Dental caries is a significant health problem, particularly in children in developing countries like Syria. The disease arises from plaque accumulation and the subsequent production of acid by cariogenic bacteria, primarily *Streptococcus mutans*. While oral hygiene practices are crucial, additional measures like antibacterial and remineralizing agents are necessary for high-risk individuals. Bioactive glass (BAG) toothpastes, such as BioMin and NovaMin, offer remineralization properties due to their calcium and phosphate content. BioMin F, containing fluoride, forms fluorapatite, releasing fluoride for up to 12 hours. NovaMin, containing calcium sodium phospho-silicate, releases calcium, sodium, and phosphate ions, increasing pH and facilitating remineralization. Previous studies have focused on the remineralization effects of these toothpastes; however, their antimicrobial efficacy against *Streptococcus mutans* remains unexplored. This study aimed to compare the antibacterial effects of BioMin F, NovaMin, and Signal toothpastes against *Streptococcus mutans* isolated from children with severe early childhood caries (SECC).

The literature highlights the complex mechanism of dental caries, involving plaque accumulation, carbohydrate fermentation, acid production, and enamel destruction. *Streptococcus mutans*, with its acidogenic properties and extracellular matrix formation, is a key pathogen. Daily oral hygiene is effective in caries control, but for high-risk individuals, combined antibacterial and remineralizing agents are beneficial. Bioactive glasses (BAGs) are increasingly used in oral health due to their remineralization potential and ability to raise the oral pH. Various commercial BAG products, including BioMin and NovaMin, have shown efficacy in enamel remineralization and reducing post-bleaching sensitivity.

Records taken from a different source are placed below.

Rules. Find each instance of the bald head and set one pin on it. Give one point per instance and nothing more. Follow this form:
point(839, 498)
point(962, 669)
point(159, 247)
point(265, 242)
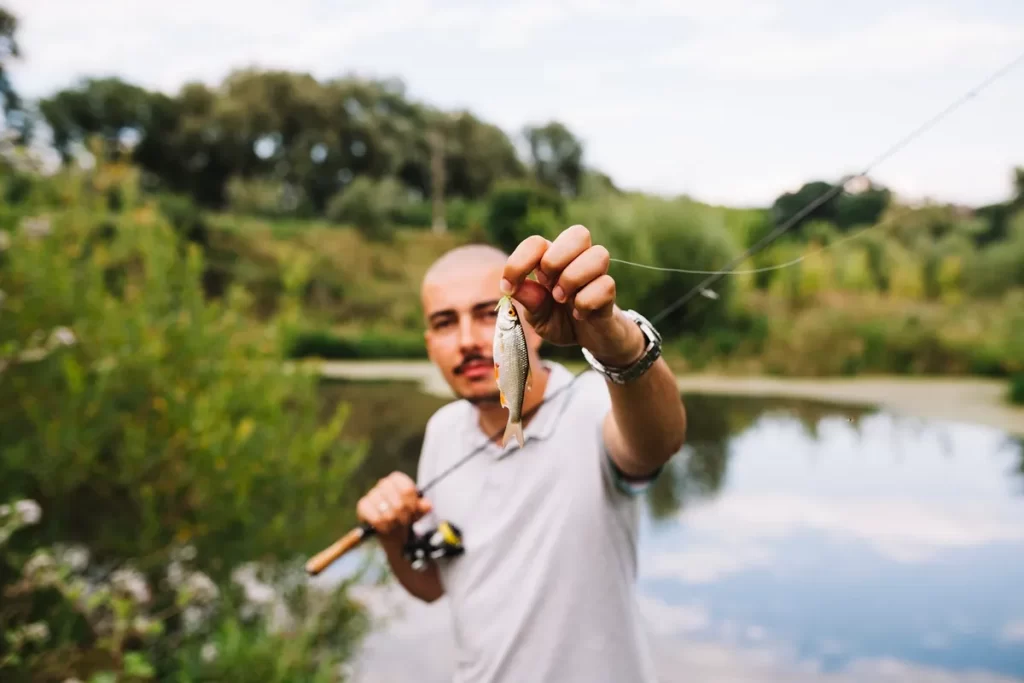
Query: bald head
point(460, 293)
point(462, 258)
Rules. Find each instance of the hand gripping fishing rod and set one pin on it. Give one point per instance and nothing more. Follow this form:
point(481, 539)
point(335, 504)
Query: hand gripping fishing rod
point(359, 534)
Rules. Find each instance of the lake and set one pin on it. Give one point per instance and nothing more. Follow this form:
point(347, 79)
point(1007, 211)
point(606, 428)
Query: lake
point(791, 541)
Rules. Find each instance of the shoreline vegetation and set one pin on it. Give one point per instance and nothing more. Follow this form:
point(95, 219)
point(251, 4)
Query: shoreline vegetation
point(966, 399)
point(189, 246)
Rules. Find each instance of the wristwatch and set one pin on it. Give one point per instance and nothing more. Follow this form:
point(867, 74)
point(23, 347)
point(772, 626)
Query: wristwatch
point(631, 373)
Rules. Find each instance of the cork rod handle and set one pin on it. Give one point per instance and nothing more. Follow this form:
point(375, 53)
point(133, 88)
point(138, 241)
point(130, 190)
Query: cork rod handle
point(326, 557)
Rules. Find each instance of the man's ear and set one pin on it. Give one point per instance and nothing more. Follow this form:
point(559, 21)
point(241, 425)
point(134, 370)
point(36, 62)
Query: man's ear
point(426, 342)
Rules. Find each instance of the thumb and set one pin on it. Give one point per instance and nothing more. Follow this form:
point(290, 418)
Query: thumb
point(423, 506)
point(535, 298)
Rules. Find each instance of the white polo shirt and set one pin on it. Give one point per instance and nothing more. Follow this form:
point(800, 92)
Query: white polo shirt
point(545, 591)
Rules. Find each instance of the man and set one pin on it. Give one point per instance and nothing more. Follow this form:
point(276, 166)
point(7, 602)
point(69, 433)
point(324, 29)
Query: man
point(544, 591)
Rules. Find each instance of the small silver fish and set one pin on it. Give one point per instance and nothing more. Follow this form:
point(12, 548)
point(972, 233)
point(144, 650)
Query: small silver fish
point(511, 367)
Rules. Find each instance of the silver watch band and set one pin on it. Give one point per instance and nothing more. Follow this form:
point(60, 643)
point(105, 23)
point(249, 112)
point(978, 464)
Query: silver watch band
point(651, 352)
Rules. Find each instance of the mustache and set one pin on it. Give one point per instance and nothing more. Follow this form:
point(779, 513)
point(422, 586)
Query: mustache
point(472, 358)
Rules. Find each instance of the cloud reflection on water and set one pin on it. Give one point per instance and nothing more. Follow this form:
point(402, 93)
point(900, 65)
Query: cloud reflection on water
point(809, 548)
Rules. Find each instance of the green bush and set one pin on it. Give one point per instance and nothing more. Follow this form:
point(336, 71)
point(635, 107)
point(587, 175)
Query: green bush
point(372, 206)
point(186, 218)
point(518, 209)
point(266, 198)
point(1017, 389)
point(352, 346)
point(146, 421)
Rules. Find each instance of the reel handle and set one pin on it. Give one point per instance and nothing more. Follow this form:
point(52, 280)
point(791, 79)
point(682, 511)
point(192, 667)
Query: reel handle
point(326, 557)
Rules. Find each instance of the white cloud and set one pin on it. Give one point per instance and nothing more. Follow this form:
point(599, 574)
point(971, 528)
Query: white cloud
point(725, 114)
point(1014, 632)
point(903, 42)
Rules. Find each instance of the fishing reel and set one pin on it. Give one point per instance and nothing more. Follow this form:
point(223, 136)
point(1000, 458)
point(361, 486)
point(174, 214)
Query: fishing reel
point(442, 541)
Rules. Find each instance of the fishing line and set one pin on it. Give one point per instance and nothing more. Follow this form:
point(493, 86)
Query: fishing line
point(838, 187)
point(318, 562)
point(751, 271)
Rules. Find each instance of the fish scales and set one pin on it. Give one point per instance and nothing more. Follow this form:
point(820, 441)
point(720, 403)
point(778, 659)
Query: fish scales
point(511, 367)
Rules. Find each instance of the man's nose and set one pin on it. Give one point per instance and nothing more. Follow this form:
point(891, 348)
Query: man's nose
point(467, 334)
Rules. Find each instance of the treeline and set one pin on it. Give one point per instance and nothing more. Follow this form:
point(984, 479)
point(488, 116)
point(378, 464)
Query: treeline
point(286, 142)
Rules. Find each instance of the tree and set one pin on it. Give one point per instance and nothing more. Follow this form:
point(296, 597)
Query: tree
point(9, 49)
point(556, 157)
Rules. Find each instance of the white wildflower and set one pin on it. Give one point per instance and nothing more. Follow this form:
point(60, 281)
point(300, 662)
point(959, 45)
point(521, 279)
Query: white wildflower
point(132, 583)
point(29, 511)
point(62, 336)
point(39, 563)
point(209, 652)
point(76, 558)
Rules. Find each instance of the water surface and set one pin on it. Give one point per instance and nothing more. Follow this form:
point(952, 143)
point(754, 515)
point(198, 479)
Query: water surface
point(791, 541)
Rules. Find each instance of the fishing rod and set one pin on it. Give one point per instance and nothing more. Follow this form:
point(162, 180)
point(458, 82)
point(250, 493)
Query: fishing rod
point(363, 531)
point(357, 535)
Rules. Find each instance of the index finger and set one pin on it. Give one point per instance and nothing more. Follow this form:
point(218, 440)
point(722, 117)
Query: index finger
point(523, 260)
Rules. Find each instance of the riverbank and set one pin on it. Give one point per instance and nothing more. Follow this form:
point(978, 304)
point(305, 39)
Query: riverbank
point(974, 400)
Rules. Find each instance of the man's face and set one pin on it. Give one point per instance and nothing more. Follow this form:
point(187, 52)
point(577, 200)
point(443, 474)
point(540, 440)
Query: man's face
point(460, 310)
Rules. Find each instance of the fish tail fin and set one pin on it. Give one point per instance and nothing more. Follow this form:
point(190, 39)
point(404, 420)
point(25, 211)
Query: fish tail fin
point(513, 429)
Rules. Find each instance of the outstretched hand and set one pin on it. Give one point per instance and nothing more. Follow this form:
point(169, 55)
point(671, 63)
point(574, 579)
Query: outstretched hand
point(573, 298)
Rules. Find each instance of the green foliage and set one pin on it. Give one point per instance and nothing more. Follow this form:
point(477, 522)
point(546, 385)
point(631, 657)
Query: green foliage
point(845, 210)
point(66, 616)
point(556, 157)
point(170, 445)
point(1017, 389)
point(186, 219)
point(265, 197)
point(518, 209)
point(682, 235)
point(371, 206)
point(166, 416)
point(363, 345)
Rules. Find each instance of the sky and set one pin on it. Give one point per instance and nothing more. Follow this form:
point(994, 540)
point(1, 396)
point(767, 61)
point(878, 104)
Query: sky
point(730, 101)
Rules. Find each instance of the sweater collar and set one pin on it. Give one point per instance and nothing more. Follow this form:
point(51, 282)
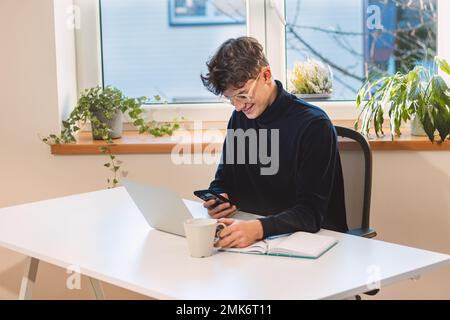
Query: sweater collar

However, limited research exists on their direct antimicrobial effects against *Streptococcus mutans*.

This *in vitro* study involved isolating *Streptococcus mutans* from dental plaque samples collected from 10 children (4 males, 6 females) aged 2-6 years with SECC. Ethical approval was obtained. Mitis Salivarius Bacitracin Agar was used for isolation. The isolated *Streptococcus mutans* was confirmed using catalase and Gram staining, and polymerase chain reaction (PCR) tests. The agar diffusion method was employed to assess the antibacterial effects of BioMin F, NovaMin, and Signal toothpastes. A Mueller-Hinton medium was used, and 100 µl of a standardized bacterial suspension (0.5 McFarland standard) was spread on each petri dish. Three wells were created per dish, one for each toothpaste. After 24 hours of incubation at 37°C in a 15% CO2 incubator, the inhibition zone diameters were measured using a digital caliper. Data analysis was performed using SPSS 17, with One-way ANOVA and Bonferroni tests for intergroup and pairwise comparisons, respectively. A p-value < 0.05 indicated statistical significance.

The study revealed significant differences in the mean inhibition zone diameters among the three toothpastes. BioMin F demonstrated the largest mean inhibition zone (2.67 mm ± 0.42), significantly larger than NovaMin (0.39 mm ± 0.42) and Signal (2.19 mm ± 0.26) (p < 0.001 for each pairwise comparison). Signal showed a significantly larger inhibition zone than NovaMin (p < 0.001).

The results refute the null hypothesis that all toothpastes would inhibit *Streptococcus mutans* similarly. BioMin F's superior efficacy is likely attributed to the sustained release of fluoride from fluorohydroxyapatite, which remains active for up to 12 hours in neutral environments, unlike the sodium fluoride in NovaMin and Signal, which loses its effectiveness within 90-120 minutes. The crystalline structure of calcium and phosphate in BioMin F might also contribute to its inhibitory effect on *Streptococcus mutans* biofilm formation. The presence of Sodium Lauryl Sulfate in Signal might also contribute to its relatively better performance compared to NovaMin. These findings align with other studies showing the anti-cariogenic effects of bioactive glasses containing calcium, phosphate, fluoride, and strontium ions. However, differences in methodology and incubation periods may explain some discrepancies between this study and previous research.

BioMin F exhibited significantly superior antibacterial activity against *Streptococcus mutans* compared to NovaMin and Signal toothpastes. This *in vitro* study suggests that BioMin F holds promise as a preventive measure against dental caries. Future research should investigate its efficacy against other cariogenic bacteria and in more acidic environments, mirroring oral conditions more accurately. Furthermore, testing the efficacy of the toothpastes against individual *Streptococcus mutans* strains isolated from each child would strengthen the study's findings.

The study's limitations include focusing solely on *Streptococcus mutans*, neglecting other cariogenic bacteria, and using a Mueller-Hinton medium with moderate acidity, potentially underrepresenting the effect of fluoride in more acidic conditions. The study could be improved by examining the efficacy against a wider range of bacteria and in more clinically relevant media. Furthermore, a direct comparison of the isolated bacterial strains from each child and their response to the respective toothpastes would further refine the results.